Tapi entahlah, hati kecilku tetap berontak dan risih mengamati gerak gerik Ulama ketua MUI ini, akal dan adabku berusaha berkhusnudzon, tapi tetap saja sulit... 

saya agak sulit untuk menggambarkan dimensi ini, menurut saya, sebagai ulama yang menjadi rujukan jutaan ummat, seharusnya faham, mana acara yang wajib didatangi dan mana tamu yang wajib ditemui. Sebaliknya harus faham juga, mana acara yang tidak boleh didatangi dan mana tamu yang tidak boleh ditemui, demi ketentraman ukhuwah itu sendiri.

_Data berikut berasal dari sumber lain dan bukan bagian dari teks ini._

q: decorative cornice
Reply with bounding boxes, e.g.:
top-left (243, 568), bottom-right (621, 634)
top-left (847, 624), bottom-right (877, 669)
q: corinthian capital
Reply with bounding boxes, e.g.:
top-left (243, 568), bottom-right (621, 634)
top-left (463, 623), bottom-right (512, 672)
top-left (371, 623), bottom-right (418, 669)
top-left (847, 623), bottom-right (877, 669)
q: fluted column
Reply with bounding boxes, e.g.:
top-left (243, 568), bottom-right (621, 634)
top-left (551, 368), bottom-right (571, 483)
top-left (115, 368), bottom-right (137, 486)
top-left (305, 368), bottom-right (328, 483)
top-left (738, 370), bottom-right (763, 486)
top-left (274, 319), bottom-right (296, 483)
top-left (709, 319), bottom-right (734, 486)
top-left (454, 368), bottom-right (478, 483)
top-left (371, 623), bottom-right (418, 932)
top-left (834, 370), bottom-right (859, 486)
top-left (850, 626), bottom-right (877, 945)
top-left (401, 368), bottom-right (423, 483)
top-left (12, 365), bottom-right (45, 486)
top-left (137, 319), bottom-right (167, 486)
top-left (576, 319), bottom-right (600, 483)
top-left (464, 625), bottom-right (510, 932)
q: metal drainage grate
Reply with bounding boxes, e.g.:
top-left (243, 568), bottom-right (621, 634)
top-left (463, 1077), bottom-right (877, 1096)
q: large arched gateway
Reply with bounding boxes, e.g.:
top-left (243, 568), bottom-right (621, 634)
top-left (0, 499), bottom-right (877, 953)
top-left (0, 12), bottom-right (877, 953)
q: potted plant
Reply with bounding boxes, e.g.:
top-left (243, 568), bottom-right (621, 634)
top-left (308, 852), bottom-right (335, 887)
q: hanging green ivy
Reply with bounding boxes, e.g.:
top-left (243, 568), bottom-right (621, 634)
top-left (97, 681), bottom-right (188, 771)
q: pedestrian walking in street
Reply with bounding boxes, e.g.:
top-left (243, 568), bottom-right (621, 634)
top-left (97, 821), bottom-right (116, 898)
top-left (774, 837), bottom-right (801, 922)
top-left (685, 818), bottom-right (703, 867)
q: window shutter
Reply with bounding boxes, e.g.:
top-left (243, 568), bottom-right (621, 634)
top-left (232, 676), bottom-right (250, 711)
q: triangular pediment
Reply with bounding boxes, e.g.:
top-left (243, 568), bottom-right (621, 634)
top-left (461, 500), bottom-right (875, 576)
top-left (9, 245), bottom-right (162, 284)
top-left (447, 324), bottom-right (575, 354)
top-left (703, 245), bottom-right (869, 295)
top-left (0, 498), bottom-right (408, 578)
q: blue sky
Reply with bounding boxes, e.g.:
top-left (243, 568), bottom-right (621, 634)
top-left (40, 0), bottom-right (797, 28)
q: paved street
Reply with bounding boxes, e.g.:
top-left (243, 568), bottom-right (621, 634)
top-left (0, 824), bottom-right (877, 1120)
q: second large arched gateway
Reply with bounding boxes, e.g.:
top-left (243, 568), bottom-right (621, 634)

Saya jadi teringat kata orang tua dulu. Nak sabarlah menghadapi orang tua, sebab kalau orang sudah sangat sepuh, itu karakternya cenderung kembali ke karakter anak-anak lagi, yang terkadang suka di alem, di gunggung, diperhatikan, mudah tersanjung, dan sebagainya... 

Tragedi puisi Sukmawati, menyulut hampir mayoritas ummat islam. Lagi-lagi saya sama sekali "TIDAK KAGET", kalau dari kaum yang dekat dengan penguasa, siapapun dia, baik aktivisnya. Menterinya. Dosenya. Pegiat Media Sosialnya. Polisinya. Ulama atau Ustadznya. Mereka kompak meremehkan tragedi puisi ini, bahkan cenderung membela dan melindungi ibu Sukmawati.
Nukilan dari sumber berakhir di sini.